Processes its arguments like vsprintf and appends the formatted output to an SV. Uses an array of SVs if the C style variable argument list is missing (NULL). When running with taint checks enabled, indicates via maybe_tainted if results are untrustworthy (often due to the use of locales).

Usually used via one of its frontends sv_vcatpvf and sv_vcatpvf_mg.

Cloning an interpreter

All the macros and functions in this section are for the private use of the main function, perl_clone().

The foo_dup() functions make an exact copy of an existing foo thingy. During the course of a cloning, a hash table is used to map old addresses to new addresses. The table is created and manipulated with the ptr_table_* functions.

Create and return a new interpreter by cloning the current one.

perl_clone takes these flags as parameters:

CLONEf_COPY_STACKS - is used to, well, copy the stacks also, without it we only clone the data and zero the stacks, with it we copy the stacks and the new perl interpreter is ready to run at the exact same point as the previous one. The pseudo-fork code uses COPY_STACKS while the threads->create doesn't.

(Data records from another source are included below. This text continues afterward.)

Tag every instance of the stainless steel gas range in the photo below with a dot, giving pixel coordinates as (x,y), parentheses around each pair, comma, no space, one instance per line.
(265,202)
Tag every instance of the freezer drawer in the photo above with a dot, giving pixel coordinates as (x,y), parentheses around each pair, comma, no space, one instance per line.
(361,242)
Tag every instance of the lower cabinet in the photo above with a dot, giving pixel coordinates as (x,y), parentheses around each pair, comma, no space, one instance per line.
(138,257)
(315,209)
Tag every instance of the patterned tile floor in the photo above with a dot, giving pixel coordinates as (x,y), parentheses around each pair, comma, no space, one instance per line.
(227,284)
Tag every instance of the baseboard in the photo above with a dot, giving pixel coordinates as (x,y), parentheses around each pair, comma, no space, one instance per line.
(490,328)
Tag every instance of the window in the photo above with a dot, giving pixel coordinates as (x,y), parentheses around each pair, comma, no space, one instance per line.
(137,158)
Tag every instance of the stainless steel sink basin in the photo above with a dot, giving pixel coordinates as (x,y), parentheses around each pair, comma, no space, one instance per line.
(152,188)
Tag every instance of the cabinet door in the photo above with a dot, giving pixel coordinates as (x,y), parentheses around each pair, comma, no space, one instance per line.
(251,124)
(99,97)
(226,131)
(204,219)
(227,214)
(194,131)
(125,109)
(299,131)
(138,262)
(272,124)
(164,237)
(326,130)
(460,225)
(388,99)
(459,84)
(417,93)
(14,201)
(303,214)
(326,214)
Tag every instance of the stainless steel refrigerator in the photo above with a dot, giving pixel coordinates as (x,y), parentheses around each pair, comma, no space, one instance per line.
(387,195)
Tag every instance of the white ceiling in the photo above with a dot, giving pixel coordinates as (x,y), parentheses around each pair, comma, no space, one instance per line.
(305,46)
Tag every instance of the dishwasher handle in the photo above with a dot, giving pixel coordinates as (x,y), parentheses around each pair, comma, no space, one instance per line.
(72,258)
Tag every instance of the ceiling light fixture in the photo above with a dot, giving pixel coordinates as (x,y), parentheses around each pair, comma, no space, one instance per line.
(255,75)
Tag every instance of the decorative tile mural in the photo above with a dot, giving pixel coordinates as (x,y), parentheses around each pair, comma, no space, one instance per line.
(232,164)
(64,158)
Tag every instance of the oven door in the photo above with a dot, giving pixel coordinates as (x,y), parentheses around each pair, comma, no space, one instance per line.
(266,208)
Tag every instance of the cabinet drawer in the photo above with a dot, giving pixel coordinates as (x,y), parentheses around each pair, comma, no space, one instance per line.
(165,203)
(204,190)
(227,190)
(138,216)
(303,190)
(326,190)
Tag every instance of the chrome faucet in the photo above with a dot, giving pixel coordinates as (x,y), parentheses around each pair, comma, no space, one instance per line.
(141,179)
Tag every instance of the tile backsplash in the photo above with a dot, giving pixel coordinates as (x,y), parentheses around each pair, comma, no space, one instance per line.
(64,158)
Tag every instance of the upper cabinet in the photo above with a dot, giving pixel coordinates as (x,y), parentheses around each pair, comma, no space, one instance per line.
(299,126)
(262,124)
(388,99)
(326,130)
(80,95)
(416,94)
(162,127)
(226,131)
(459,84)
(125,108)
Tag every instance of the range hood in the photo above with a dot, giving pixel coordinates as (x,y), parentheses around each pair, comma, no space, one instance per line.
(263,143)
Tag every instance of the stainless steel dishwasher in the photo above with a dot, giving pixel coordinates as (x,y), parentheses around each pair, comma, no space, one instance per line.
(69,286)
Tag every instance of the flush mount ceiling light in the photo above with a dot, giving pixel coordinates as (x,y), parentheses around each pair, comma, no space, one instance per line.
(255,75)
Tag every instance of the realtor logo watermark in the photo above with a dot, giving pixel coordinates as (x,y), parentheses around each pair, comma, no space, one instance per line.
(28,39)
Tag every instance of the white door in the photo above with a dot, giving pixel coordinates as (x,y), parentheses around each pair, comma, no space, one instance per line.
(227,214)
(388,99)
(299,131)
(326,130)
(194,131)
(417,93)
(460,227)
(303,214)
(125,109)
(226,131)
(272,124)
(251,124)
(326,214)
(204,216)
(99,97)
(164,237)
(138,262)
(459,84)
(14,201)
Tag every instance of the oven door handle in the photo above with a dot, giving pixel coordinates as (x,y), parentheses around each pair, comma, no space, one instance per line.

CLONEf_KEEP_PTR_TABLE - perl_clone keeps a ptr_table with the pointer of the old variable as a key and the new variable as a value, this allows it to check if something has been cloned and not clone it again but rather just use the value and increase the refcount. If KEEP_PTR_TABLE is not set then perl_clone will kill the ptr_table using the function ptr_table_free(PL_ptr_table); PL_ptr_table = NULL;, reason to keep it around is if you want to dup some of your own variable who are outside the graph perl scans, example of this code is in threads.xs create.

CLONEf_CLONE_HOST - This is a win32 thing, it is ignored on unix, it tells perls win32host code (which is c++) to clone itself, this is needed on win32 if you want to run two threads at the same time, if you just want to do some stuff in a separate perl interpreter and then throw it away and return to the original one, you don't need to do anything.

Unicode Support

The encoding is assumed to be an Encode object, on entry the PV of the sv is assumed to be octets in that encoding, and the sv will be converted into Unicode (and UTF-8).

If the sv already is UTF-8 (or if it is not POK), or if the encoding is not a reference, nothing is done to the sv. If the encoding is not an Encode::XS Encoding object, bad things will happen. (See lib/encoding.pm and Encode.)

The PV of the sv is returned.

The encoding is assumed to be an Encode object, the PV of the ssv is assumed to be octets in that encoding and decoding the input starts from the position which (PV + *offset) pointed to. The dsv will be concatenated the decoded UTF-8 string from ssv. Decoding will terminate when the string tstr appears in decoding output or the input ends on the PV of the ssv. The value which the offset points will be modified to the last input position on the ssv.

Returns TRUE if the terminator was found, else returns FALSE.

Find the name of the undefined variable (if any) that caused the operator to issue a "Use of uninitialized value" warning. If match is true, only return a name if its value matches uninit_sv. So roughly speaking, if a unary operator (such as OP_COS) generates a warning, then following the direct child of the op may yield an OP_PADSV or OP_GV that gives the name of the undefined variable. On the other hand, with OP_ADD there are two branches to follow, so we only print the variable name if we get an exact match.

The name is returned as a mortal SV.

Assumes that PL_op is the op that originally triggered the error, and that PL_comppad/PL_curpad points to the currently executing pad.

Print appropriate "Use of uninitialized variable" warning.